During this internship, you will work with the open-science team at Hugging Face to develop a framework for creating, evaluating, and visualizing datasets for large language models, with text and text-like data (code, mathematics…) but also other modalities paired with text (images and text, for instance). You’ll integrate with and contribute to open source libraries, such as Datasets or Megatron-LM, and create new tools dedicated to getting the best possible data for large model pretraining - the most impactful part of the whole pipeline.

At the intersection of open-science and open-source, this internship will have you interact with researchers from a thriving branch of science, as well as maintainers and users of one of the most active open-source ecosystems. We aspire to put you in a position to do your most impactful work.

About you

If you’re pragmatic, data-driven, and are looking for a high-impact project to push the state-of-the-art of the field, then we can't wait to see your application!

The ideal applicant should have:

  • Experience with Torch or another deep learning framework of choice
  • Experience with web data or with large (> 100GB) datasets in general
  • Scientific spirit and good communication skills

If you're interested in joining us, but don't tick every box above, we still encourage you to apply! We're building a diverse team whose skills, experiences, and background complement one another. We're happy to consider where you might be able to make the biggest impact.

More about Hugging Face

We are actively working to build a culture that values diversity, equity, and inclusivity. We are intentionally building a workplace where people feel respected and supported—regardless of who you are or where you come from. We believe this is foundational to building a great company and community. Hugging Face is an equal opportunity employer and we do not discriminate on the basis of race, religion, color, national origin, gender, sexual orientation, age, marital status, veteran status, or disability status.

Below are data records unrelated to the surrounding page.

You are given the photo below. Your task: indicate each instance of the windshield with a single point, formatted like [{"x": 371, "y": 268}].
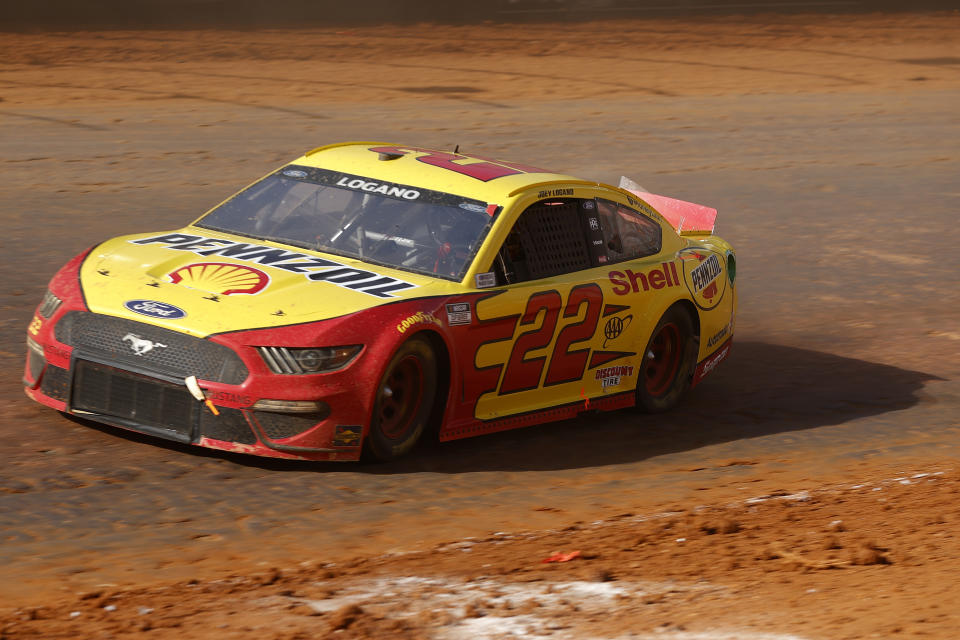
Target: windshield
[{"x": 406, "y": 227}]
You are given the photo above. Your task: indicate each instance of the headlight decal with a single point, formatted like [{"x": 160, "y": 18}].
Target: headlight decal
[{"x": 298, "y": 361}]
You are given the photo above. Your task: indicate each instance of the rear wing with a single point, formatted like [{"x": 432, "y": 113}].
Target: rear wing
[{"x": 687, "y": 218}]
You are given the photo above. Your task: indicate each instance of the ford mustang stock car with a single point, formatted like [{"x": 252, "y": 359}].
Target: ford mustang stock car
[{"x": 367, "y": 294}]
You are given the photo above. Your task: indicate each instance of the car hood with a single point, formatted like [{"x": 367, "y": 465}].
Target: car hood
[{"x": 204, "y": 282}]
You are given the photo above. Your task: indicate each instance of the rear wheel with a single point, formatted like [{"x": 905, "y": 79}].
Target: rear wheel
[
  {"x": 668, "y": 362},
  {"x": 404, "y": 401}
]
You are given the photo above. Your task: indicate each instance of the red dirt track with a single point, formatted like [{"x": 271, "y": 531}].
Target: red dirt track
[{"x": 807, "y": 490}]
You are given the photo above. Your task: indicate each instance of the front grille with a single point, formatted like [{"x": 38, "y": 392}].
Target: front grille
[
  {"x": 134, "y": 398},
  {"x": 230, "y": 426},
  {"x": 171, "y": 352},
  {"x": 277, "y": 426},
  {"x": 55, "y": 383}
]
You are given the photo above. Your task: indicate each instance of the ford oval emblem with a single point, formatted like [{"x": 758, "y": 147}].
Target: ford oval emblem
[{"x": 155, "y": 309}]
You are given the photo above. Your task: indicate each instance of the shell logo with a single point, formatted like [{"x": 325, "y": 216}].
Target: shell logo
[{"x": 220, "y": 278}]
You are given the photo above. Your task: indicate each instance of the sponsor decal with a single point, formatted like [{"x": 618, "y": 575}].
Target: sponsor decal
[
  {"x": 718, "y": 336},
  {"x": 702, "y": 271},
  {"x": 155, "y": 309},
  {"x": 142, "y": 346},
  {"x": 628, "y": 280},
  {"x": 710, "y": 363},
  {"x": 614, "y": 327},
  {"x": 418, "y": 318},
  {"x": 347, "y": 435},
  {"x": 312, "y": 267},
  {"x": 359, "y": 184},
  {"x": 612, "y": 376},
  {"x": 459, "y": 313},
  {"x": 486, "y": 280},
  {"x": 227, "y": 396},
  {"x": 57, "y": 351},
  {"x": 704, "y": 274},
  {"x": 555, "y": 193},
  {"x": 220, "y": 278}
]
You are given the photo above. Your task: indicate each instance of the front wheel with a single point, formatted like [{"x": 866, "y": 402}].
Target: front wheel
[
  {"x": 668, "y": 362},
  {"x": 404, "y": 401}
]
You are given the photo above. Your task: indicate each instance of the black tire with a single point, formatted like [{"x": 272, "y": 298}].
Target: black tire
[
  {"x": 668, "y": 362},
  {"x": 403, "y": 402}
]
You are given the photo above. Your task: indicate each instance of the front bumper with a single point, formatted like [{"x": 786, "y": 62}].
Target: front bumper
[{"x": 88, "y": 366}]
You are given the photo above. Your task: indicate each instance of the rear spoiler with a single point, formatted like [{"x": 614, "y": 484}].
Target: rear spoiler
[{"x": 687, "y": 218}]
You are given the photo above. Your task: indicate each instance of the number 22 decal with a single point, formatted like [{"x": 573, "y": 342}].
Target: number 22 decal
[{"x": 566, "y": 365}]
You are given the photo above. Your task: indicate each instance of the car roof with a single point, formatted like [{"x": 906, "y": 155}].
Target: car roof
[{"x": 472, "y": 176}]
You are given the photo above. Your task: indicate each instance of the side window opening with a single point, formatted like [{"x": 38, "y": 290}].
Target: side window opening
[
  {"x": 627, "y": 234},
  {"x": 548, "y": 239}
]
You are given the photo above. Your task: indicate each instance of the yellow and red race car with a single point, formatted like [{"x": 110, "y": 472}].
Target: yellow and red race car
[{"x": 369, "y": 293}]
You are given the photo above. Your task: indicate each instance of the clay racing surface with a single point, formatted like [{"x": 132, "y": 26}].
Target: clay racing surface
[{"x": 807, "y": 490}]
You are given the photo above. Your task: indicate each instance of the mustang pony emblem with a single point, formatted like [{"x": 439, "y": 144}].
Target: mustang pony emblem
[{"x": 140, "y": 345}]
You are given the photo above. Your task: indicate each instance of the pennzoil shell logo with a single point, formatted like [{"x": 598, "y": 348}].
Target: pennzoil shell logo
[
  {"x": 703, "y": 273},
  {"x": 220, "y": 278}
]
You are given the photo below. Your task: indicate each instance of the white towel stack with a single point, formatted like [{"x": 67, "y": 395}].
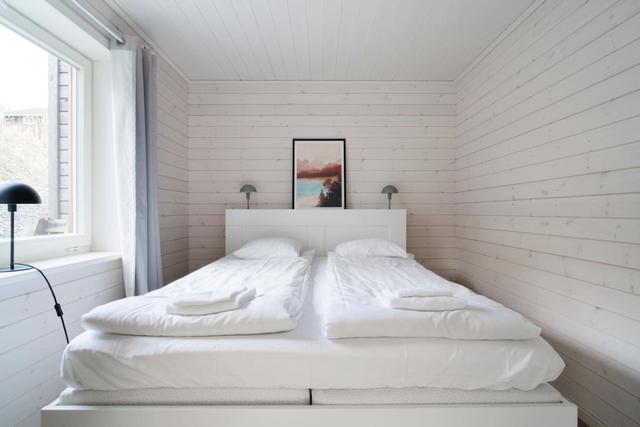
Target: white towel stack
[
  {"x": 210, "y": 301},
  {"x": 422, "y": 299}
]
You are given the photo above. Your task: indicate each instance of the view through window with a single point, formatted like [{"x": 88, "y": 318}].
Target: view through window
[{"x": 37, "y": 134}]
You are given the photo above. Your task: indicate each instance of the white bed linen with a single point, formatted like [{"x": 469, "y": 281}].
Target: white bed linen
[
  {"x": 186, "y": 396},
  {"x": 544, "y": 393},
  {"x": 304, "y": 358},
  {"x": 280, "y": 284},
  {"x": 350, "y": 306}
]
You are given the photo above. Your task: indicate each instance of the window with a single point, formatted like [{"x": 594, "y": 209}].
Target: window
[
  {"x": 37, "y": 138},
  {"x": 44, "y": 140}
]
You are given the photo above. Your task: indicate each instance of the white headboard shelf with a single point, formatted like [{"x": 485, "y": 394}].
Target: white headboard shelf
[{"x": 319, "y": 229}]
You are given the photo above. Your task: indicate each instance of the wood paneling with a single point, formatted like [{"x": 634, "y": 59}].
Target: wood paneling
[
  {"x": 173, "y": 174},
  {"x": 398, "y": 133},
  {"x": 31, "y": 338},
  {"x": 548, "y": 192}
]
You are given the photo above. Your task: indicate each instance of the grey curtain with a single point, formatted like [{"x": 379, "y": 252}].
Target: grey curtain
[
  {"x": 134, "y": 129},
  {"x": 148, "y": 256}
]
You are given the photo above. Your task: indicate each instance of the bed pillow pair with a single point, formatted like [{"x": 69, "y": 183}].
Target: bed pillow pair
[
  {"x": 270, "y": 247},
  {"x": 282, "y": 247},
  {"x": 370, "y": 248}
]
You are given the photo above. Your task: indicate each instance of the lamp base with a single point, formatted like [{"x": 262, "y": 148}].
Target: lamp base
[{"x": 16, "y": 268}]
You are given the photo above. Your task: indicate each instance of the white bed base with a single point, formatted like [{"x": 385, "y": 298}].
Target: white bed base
[
  {"x": 562, "y": 414},
  {"x": 320, "y": 230}
]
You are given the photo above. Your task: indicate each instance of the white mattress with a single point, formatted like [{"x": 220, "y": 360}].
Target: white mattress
[
  {"x": 186, "y": 396},
  {"x": 544, "y": 393},
  {"x": 305, "y": 359}
]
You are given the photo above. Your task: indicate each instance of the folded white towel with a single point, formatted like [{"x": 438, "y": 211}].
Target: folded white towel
[
  {"x": 207, "y": 297},
  {"x": 440, "y": 303},
  {"x": 421, "y": 292},
  {"x": 215, "y": 304}
]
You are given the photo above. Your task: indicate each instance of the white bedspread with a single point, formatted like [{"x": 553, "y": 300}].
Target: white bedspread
[
  {"x": 280, "y": 284},
  {"x": 304, "y": 358},
  {"x": 349, "y": 306}
]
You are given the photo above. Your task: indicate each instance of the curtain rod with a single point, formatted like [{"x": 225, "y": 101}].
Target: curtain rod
[{"x": 106, "y": 26}]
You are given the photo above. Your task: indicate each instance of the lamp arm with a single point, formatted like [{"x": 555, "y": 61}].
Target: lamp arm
[{"x": 56, "y": 305}]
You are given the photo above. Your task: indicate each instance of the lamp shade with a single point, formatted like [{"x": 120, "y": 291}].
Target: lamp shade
[
  {"x": 17, "y": 193},
  {"x": 248, "y": 188},
  {"x": 389, "y": 189}
]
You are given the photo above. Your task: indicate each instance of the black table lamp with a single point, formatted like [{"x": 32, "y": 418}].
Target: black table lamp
[{"x": 13, "y": 194}]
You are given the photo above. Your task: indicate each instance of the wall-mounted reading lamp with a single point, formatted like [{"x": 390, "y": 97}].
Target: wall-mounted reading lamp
[
  {"x": 389, "y": 190},
  {"x": 248, "y": 189}
]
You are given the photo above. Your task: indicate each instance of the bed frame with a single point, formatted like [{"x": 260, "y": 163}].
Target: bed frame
[{"x": 321, "y": 230}]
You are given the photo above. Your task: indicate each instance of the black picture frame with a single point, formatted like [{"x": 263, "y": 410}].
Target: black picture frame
[{"x": 341, "y": 141}]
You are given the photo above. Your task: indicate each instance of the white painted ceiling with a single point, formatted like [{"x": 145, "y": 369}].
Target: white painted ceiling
[{"x": 323, "y": 39}]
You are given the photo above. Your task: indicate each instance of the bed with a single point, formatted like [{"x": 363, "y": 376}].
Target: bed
[{"x": 302, "y": 377}]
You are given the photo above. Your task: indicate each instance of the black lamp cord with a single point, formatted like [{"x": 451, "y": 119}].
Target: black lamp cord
[{"x": 56, "y": 305}]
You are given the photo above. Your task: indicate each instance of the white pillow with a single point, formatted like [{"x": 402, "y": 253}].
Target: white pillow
[
  {"x": 370, "y": 247},
  {"x": 270, "y": 247}
]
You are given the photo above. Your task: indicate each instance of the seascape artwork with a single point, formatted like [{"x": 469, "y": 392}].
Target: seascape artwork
[{"x": 318, "y": 174}]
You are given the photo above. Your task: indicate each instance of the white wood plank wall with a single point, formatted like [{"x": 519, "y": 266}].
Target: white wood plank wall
[
  {"x": 173, "y": 184},
  {"x": 397, "y": 133},
  {"x": 548, "y": 191},
  {"x": 31, "y": 338}
]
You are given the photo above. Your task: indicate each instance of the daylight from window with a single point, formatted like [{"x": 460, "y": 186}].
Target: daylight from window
[{"x": 36, "y": 134}]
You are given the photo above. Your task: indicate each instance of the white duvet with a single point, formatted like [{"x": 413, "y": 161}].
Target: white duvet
[
  {"x": 304, "y": 358},
  {"x": 280, "y": 285},
  {"x": 349, "y": 306}
]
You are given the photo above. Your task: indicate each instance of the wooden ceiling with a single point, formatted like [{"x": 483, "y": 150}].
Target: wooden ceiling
[{"x": 323, "y": 39}]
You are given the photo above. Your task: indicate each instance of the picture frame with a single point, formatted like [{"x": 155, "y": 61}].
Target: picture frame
[{"x": 318, "y": 177}]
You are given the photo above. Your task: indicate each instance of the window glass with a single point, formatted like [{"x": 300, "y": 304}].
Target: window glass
[{"x": 37, "y": 134}]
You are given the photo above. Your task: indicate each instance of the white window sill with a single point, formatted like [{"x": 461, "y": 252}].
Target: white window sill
[{"x": 57, "y": 270}]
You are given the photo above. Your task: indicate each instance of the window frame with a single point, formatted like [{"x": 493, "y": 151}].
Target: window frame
[{"x": 43, "y": 247}]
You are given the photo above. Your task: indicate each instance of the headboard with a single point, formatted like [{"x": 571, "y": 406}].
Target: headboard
[{"x": 319, "y": 229}]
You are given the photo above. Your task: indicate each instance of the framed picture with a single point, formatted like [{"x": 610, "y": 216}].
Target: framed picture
[{"x": 319, "y": 179}]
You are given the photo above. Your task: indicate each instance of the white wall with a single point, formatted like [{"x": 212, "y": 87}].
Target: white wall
[
  {"x": 172, "y": 171},
  {"x": 397, "y": 133},
  {"x": 31, "y": 338},
  {"x": 548, "y": 182}
]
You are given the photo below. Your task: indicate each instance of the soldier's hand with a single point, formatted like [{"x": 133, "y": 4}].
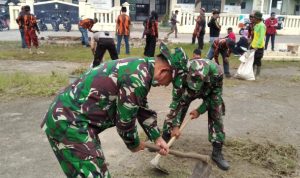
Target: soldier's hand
[
  {"x": 194, "y": 114},
  {"x": 226, "y": 60},
  {"x": 175, "y": 132},
  {"x": 164, "y": 148},
  {"x": 139, "y": 148}
]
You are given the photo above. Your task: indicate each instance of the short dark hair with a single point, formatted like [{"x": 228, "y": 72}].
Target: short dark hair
[
  {"x": 124, "y": 9},
  {"x": 154, "y": 15},
  {"x": 197, "y": 52},
  {"x": 162, "y": 57},
  {"x": 26, "y": 8},
  {"x": 216, "y": 11}
]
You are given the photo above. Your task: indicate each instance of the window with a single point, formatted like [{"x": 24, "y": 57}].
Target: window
[
  {"x": 243, "y": 5},
  {"x": 211, "y": 4},
  {"x": 160, "y": 6},
  {"x": 185, "y": 1},
  {"x": 274, "y": 3}
]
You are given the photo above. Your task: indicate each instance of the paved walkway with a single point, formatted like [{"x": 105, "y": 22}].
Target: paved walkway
[{"x": 14, "y": 35}]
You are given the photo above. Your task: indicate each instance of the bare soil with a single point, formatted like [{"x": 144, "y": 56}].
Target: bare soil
[{"x": 261, "y": 111}]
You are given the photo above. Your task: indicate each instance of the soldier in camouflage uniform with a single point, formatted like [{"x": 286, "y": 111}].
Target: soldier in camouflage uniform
[
  {"x": 112, "y": 94},
  {"x": 204, "y": 79}
]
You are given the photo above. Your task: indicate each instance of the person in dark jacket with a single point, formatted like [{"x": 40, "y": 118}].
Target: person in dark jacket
[
  {"x": 200, "y": 28},
  {"x": 151, "y": 31},
  {"x": 214, "y": 26},
  {"x": 214, "y": 30}
]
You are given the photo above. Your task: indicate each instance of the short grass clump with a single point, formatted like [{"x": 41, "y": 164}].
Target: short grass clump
[
  {"x": 24, "y": 84},
  {"x": 79, "y": 71},
  {"x": 295, "y": 78},
  {"x": 280, "y": 159}
]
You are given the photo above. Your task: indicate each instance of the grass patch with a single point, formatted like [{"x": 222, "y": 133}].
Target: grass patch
[
  {"x": 280, "y": 159},
  {"x": 76, "y": 53},
  {"x": 79, "y": 71},
  {"x": 295, "y": 78},
  {"x": 24, "y": 84}
]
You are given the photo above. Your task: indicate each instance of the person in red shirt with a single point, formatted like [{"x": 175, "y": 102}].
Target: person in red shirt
[
  {"x": 123, "y": 30},
  {"x": 151, "y": 34},
  {"x": 271, "y": 25},
  {"x": 223, "y": 46},
  {"x": 20, "y": 22},
  {"x": 30, "y": 29},
  {"x": 231, "y": 35},
  {"x": 84, "y": 26},
  {"x": 250, "y": 28}
]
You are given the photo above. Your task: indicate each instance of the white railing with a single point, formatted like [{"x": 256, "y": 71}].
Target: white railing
[
  {"x": 106, "y": 18},
  {"x": 291, "y": 24}
]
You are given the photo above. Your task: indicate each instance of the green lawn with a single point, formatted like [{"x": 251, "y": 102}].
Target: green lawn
[
  {"x": 24, "y": 84},
  {"x": 77, "y": 53}
]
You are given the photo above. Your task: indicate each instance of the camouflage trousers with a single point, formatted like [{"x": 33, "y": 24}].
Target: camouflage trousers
[
  {"x": 215, "y": 121},
  {"x": 77, "y": 163}
]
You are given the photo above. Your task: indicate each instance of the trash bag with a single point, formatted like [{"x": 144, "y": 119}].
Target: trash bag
[{"x": 245, "y": 70}]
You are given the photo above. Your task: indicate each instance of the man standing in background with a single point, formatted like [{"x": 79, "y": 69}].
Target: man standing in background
[
  {"x": 151, "y": 32},
  {"x": 123, "y": 30},
  {"x": 84, "y": 26},
  {"x": 271, "y": 25},
  {"x": 200, "y": 28},
  {"x": 174, "y": 22},
  {"x": 214, "y": 28},
  {"x": 258, "y": 42},
  {"x": 20, "y": 22},
  {"x": 100, "y": 42},
  {"x": 30, "y": 29}
]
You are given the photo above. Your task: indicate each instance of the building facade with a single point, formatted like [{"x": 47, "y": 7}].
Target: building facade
[{"x": 283, "y": 7}]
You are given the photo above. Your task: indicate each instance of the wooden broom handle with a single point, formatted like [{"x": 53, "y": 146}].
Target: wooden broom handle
[
  {"x": 204, "y": 158},
  {"x": 180, "y": 129}
]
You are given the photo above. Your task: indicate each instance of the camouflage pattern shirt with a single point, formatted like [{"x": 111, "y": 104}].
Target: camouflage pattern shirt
[
  {"x": 113, "y": 94},
  {"x": 203, "y": 80}
]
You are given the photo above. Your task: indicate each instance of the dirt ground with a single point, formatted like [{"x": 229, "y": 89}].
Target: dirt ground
[{"x": 261, "y": 111}]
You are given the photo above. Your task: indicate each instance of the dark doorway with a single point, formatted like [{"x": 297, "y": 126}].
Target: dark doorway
[
  {"x": 161, "y": 7},
  {"x": 211, "y": 4},
  {"x": 142, "y": 11}
]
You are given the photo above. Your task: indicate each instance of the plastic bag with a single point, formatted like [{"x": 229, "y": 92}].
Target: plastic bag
[{"x": 245, "y": 70}]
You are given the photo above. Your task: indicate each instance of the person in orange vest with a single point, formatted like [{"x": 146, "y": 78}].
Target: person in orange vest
[
  {"x": 30, "y": 29},
  {"x": 84, "y": 26},
  {"x": 20, "y": 22},
  {"x": 123, "y": 30},
  {"x": 151, "y": 34}
]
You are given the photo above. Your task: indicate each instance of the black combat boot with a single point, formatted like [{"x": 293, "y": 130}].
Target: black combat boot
[
  {"x": 217, "y": 156},
  {"x": 257, "y": 74},
  {"x": 166, "y": 136}
]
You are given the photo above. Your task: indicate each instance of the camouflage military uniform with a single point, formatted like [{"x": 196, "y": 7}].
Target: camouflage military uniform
[
  {"x": 113, "y": 94},
  {"x": 204, "y": 79}
]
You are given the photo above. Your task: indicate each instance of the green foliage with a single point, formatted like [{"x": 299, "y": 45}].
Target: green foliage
[
  {"x": 280, "y": 159},
  {"x": 165, "y": 20},
  {"x": 23, "y": 84}
]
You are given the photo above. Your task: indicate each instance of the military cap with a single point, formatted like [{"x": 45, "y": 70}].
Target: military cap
[
  {"x": 178, "y": 60},
  {"x": 197, "y": 72}
]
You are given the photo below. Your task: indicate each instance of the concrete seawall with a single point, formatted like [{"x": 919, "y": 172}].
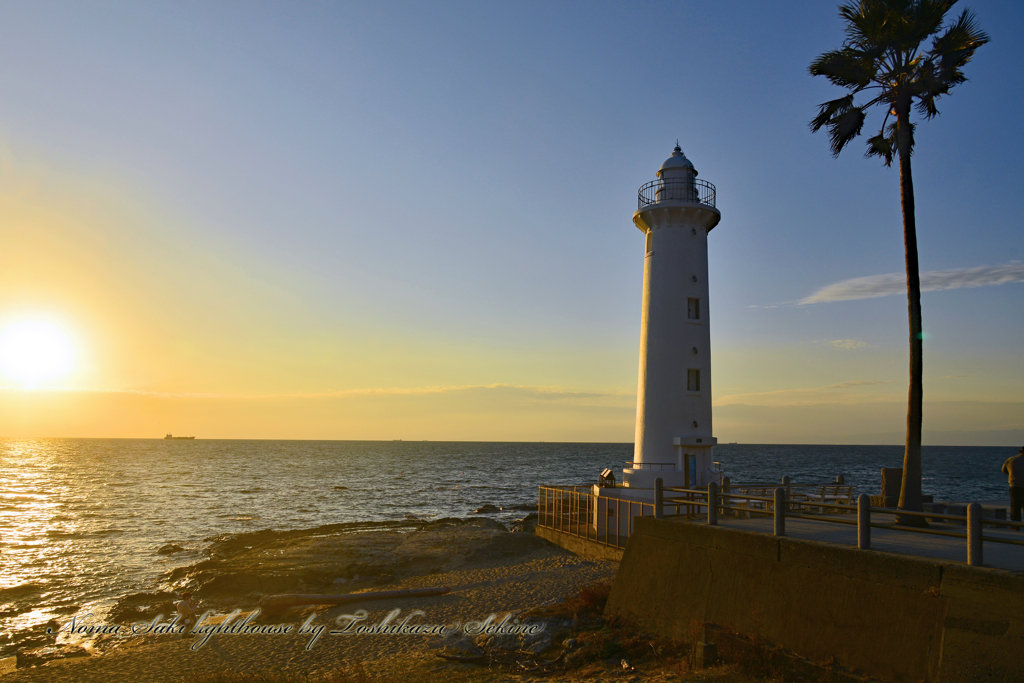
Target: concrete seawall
[{"x": 897, "y": 617}]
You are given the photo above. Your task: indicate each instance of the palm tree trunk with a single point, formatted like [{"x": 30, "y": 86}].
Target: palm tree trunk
[{"x": 909, "y": 496}]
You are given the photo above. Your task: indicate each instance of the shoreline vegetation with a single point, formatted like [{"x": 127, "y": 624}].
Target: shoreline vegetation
[{"x": 504, "y": 584}]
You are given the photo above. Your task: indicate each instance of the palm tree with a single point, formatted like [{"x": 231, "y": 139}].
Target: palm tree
[{"x": 883, "y": 58}]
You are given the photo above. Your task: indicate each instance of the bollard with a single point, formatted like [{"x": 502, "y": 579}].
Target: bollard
[
  {"x": 780, "y": 511},
  {"x": 864, "y": 521},
  {"x": 974, "y": 552},
  {"x": 712, "y": 504}
]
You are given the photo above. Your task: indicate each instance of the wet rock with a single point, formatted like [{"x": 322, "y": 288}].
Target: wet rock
[
  {"x": 527, "y": 524},
  {"x": 498, "y": 641},
  {"x": 460, "y": 643},
  {"x": 170, "y": 549},
  {"x": 26, "y": 658},
  {"x": 537, "y": 643},
  {"x": 142, "y": 607}
]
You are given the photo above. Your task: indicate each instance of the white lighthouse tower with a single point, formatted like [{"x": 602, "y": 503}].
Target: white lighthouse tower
[{"x": 674, "y": 436}]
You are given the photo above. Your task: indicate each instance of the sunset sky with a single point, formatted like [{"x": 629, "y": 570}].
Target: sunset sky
[{"x": 413, "y": 220}]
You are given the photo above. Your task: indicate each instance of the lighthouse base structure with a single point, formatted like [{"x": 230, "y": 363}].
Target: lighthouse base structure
[{"x": 693, "y": 467}]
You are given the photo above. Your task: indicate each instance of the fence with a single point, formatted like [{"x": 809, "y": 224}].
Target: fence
[{"x": 574, "y": 510}]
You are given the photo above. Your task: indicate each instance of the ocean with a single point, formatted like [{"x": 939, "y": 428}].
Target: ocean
[{"x": 82, "y": 520}]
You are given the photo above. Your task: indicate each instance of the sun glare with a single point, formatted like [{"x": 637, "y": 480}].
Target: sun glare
[{"x": 34, "y": 351}]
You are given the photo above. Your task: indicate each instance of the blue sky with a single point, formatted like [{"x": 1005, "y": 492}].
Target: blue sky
[{"x": 397, "y": 196}]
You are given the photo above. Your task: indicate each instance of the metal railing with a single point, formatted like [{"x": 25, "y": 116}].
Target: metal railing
[
  {"x": 606, "y": 520},
  {"x": 691, "y": 189},
  {"x": 781, "y": 507},
  {"x": 650, "y": 466},
  {"x": 576, "y": 511}
]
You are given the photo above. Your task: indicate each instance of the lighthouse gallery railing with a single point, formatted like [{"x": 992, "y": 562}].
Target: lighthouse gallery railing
[{"x": 690, "y": 189}]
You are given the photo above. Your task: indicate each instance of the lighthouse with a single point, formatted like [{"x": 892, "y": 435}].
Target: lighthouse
[{"x": 674, "y": 434}]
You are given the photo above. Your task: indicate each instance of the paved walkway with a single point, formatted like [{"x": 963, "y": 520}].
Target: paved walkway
[{"x": 946, "y": 549}]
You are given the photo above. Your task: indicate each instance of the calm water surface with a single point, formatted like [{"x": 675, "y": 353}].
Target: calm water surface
[{"x": 81, "y": 519}]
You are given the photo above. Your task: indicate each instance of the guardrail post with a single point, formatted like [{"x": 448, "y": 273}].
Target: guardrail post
[
  {"x": 863, "y": 521},
  {"x": 974, "y": 552},
  {"x": 780, "y": 510},
  {"x": 712, "y": 504}
]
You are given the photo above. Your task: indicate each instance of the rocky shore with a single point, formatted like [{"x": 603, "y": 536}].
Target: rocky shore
[{"x": 495, "y": 575}]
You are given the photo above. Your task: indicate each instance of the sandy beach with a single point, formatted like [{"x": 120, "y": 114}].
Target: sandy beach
[{"x": 489, "y": 570}]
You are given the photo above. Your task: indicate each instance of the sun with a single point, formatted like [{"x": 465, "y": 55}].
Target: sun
[{"x": 33, "y": 351}]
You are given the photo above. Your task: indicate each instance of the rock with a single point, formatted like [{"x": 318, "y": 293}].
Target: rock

We value development. You will work with some of the smartest people in our industry. We are an organization that has a bias for impact and is always challenging ourselves to continuously grow. We provide all employees with reimbursement for relevant conferences, training, and education.

We care about your well-being. We offer flexible working hours and remote options. We offer health, dental, and vision benefits for employees and their dependents. We also offer 12 weeks of parental leave (20 for birthing mothers) and unlimited paid time off.

We support our employees wherever they are. While we have office spaces in NYC and Paris, we're very distributed and all remote employees have the opportunity to visit our offices. If needed, we'll also outfit your workstation to ensure you succeed.

We want our teammates to be shareholders. All employees have company equity as part of their compensation package. If we succeed in becoming a category-defining platform in machine learning and artificial intelligence, everyone enjoys the upside.

We support the community. We believe major scientific advancements are the result of collaboration across the field. Join a community supporting the ML/AI community.